Ekonomi Gazetesi, 29 Kasım 2022
Dar Alanda Kısa Paslaşmalar filminin giriş cümlesini belki bilirsiniz: ‘Hayat futbola fena halde benzer’. Bence haklılık payı olan bir ifade. O halde biz de Dünya Kupası vesilesiyle yıldız futbolcularla şirket CEO’larını kıyaslayalım.
Başarısız futbolcuların ve yöneticilerin takımda uzun süre kalamayacağını varsayarak, her biri farklı açıdan başarılı üç tip ‘oyuncuyu’ ele alabiliriz.
Birincisi, görev adamları. Rollerini iyi şekilde yerine getirirler, performansları zigzaglar çizmez, organizasyona verdikleriyle ondan aldıkları belli bir dengeye oturmuştur. Her ekipte olması gereken bu kişiler, bazı durumlarda şirketteki en üst pozisyon için de biçilmiş kaftandır. Sektörde ciddi dalgalanmalar olmuyorsa, şirket belli bir olgunluğa (pazar payı, iç süreçler) ulaşmışsa, hissedarların iddialı beklentileri yoksa, aradığınız CEO bir ‘görev adamı’dır. Prosedürleri işletir, büyük risklerden kaçınır ve öngörülebilirliği sağlar.
İkincisi, yıldızlar. Organizasyonu sırtlarlar, sık sık olağanüstü performans gösterirler ve bir markanın oluşmasını sağlarlar. Geçmişte Pele ve Maradona’yı, günümüzde Messi ve Ronaldo’yu bu kategoride değerlendirebiliriz. Çok iddialı hedefleriniz varsa (Dünya Kupası’nı kazanmak, şirket değerini hızla artırmak), büyük bir dönüşümü başarmanız gerekiyorsa veya zorlu dönemlerden geçiyorsanız, böyle birine ihtiyacınız vardır. Ancak, ‘her kulüp bu tip bir oyuncu için can atar, demek ki her şirket de bu tip bir CEO istemeli’ de doğru bir yaklaşım olmaz. Zira yıldızların maddi-manevi beklentilerini yönetmek, hem takımı onların üzerine kurup hem de ekibin işlemesini sağlamak ve kurum ile şahsi markaları arasında değer yaratan bir işbirliği oluşturmak hiç kolay değil. Üstelik, daha önce bu köşede konuştuğumuz gibi, yıldızların yedeklemesini yapmak da zor. Tüm bunları başarmak için ehil bir yönetim kurulu şart.

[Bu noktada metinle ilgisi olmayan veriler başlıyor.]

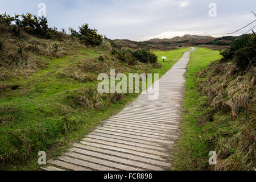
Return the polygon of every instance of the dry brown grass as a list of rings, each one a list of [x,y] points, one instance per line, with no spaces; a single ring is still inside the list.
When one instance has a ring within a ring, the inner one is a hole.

Üçüncüsü, sistem kuranlar. Peki hem görevini yapacak, hem olağanüstü performans gösterecek hem de kendisinden sonrası için sistem kuracak biri olsa fena mı olur? Bu kriterlerin aklıma getirdiği kişi Hollanda’nın efsanesi Johan Cruyff (1947-2016). Önce tarihin en iyi oyuncularından biri, sonra çok başarılı bir teknik direktör ve nihayet çeşitli kulüplere/ milli takımlara ilham veren bir yaklaşımın (total futbol) büyük uygulayıcısı… Tabii böyle başarılı bir sonuç için olağanüstü/ çalışkanlıkta kişilerle uygun zeminin (Ajax), ekibin (Hollanda milli takımı) ve onların önünü açan organizasyonun (Barcelona) buluşması gerekiyor. Şirketinize sistem kuran bir CEO arıyorsanız, onun ihtiyacı olacak şartları (ekip, zaman, güven, destek) sağlayıp sağlayamayacağınızı düşünün derim. Zira çorak topraklarda olağanüstü bitkilerin kök salması zor.
2026’da Kuzey Amerika’da yapılacak Dünya Kupası’nda milli takımımızı da görmek dileğiyle iyi bir hafta diliyorum.